One of the most popular ways to bet on a number of different sporting events is through the use of a total line which sets the betting odds for the OVER/UNDER on the total combined score. With this type of sports bet it does not matter which side actually wins the game, rather it only focuses on the actual final combined score.

When it comes to the betting lines for the total combined score in sports such as football and basketball, there can be a wide variance in the numbers. The total line in a typical college football game could be all over the board starting in the mid-to-high 30’s all the way up to the high 70’s. The total lines in the NFL are much tighter in range starting from the 30’s up to the high 50’s.

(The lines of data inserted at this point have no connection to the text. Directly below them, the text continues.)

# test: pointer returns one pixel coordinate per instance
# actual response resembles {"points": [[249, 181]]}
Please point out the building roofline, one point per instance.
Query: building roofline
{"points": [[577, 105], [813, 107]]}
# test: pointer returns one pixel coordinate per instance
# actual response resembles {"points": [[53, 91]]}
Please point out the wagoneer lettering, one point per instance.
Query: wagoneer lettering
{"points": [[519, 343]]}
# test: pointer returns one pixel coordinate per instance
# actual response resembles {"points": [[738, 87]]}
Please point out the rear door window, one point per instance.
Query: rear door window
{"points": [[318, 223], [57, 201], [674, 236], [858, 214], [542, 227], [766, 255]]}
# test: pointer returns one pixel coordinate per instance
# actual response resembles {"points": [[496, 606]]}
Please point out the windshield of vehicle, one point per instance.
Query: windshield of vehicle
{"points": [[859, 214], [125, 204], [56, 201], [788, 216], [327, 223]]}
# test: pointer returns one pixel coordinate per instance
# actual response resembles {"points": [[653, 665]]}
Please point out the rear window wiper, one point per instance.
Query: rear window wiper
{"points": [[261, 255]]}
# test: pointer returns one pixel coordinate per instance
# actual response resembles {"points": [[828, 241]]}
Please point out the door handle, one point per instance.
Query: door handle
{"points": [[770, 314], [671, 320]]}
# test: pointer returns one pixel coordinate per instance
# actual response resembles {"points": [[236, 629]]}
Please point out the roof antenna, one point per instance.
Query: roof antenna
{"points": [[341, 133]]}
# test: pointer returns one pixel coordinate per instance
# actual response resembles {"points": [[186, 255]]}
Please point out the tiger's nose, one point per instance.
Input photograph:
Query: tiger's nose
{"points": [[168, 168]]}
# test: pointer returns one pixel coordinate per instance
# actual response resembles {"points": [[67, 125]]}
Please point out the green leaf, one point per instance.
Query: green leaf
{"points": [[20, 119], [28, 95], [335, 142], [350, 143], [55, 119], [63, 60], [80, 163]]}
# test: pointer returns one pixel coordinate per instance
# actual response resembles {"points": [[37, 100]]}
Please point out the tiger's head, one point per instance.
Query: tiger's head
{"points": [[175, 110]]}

When it comes to college basketball and the NBA, these same type of huge variances exist but with much higher numbers since basketball by nature is a much higher scoring sport than football.

Also Read: How to Read and Understand a Sports Betting Pointspread

The betting lines for the total combined score in sports such as baseball and hockey are much more limited in their possible range. The total line for a typical MLB game can start as low as six or 6.5 all the way up to 11 or 12 based on the matchup on the mound between each team’s starting pitcher. A team’s ability to score runs also comes into play, but the total line in baseball is heavily influenced by pitching as opposed to hitting.

When it comes to betting on the total line for an NHL game, the overall range in numbers is extremely tight. Most games will have a total line of 5 or 5.5 with some rare half-point exceptions at 4.5 or 6. In hockey, each team’s goalie has a big impact on the set total line along with each team’s ability to score goals. If the top two goalies in the league are facing off against one another, you can rest assured that the total line for that game will be set at 5. If the two highest scoring teams in the league are playing one another, the total will be set at 5.5.

While understanding the concept behind an OVER/UNDER bet on the total combined score is important, so is the ability to properly read a total line on any sportsbook’s betting board. The following is an example of how the betting odds for a total is normally posted for a NFL game.

Green Bay Packers    Over 52 (-110)

Dallas Cowboys         Under 52 (-110)

In this case, the total line for this game is 52 points with an identical -110 commission for a bet on either the OVER or the UNDER. If you bet $100 and win, you would receive $100. If you bet $100 and lose, you would owe $110. The standard commission charged is 10 percent, but it is very important to always pay close attention to these side numbers since most books will tweak the commission (or juice) charged on a total line bet to try and move money one way or the other as opposed to changing the actual betting line. This is especially true in both baseball and hockey.

A typical total line for a MLB game might look like:

Boston Red Sox        Over 8 (-105)

New York Yankees    Under 8 (-115)

In this betting scenario, the total has been set at eight combined runs. The variance in the commission suggests that the betting public is leaning towards the UNDER bet in this game since you would have to pay $115 on a losing $100 bet in that direction. The traditional 10 percent commission charged on an OVER bet has been reduced to five percent or $105 owed on a losing $100 bet.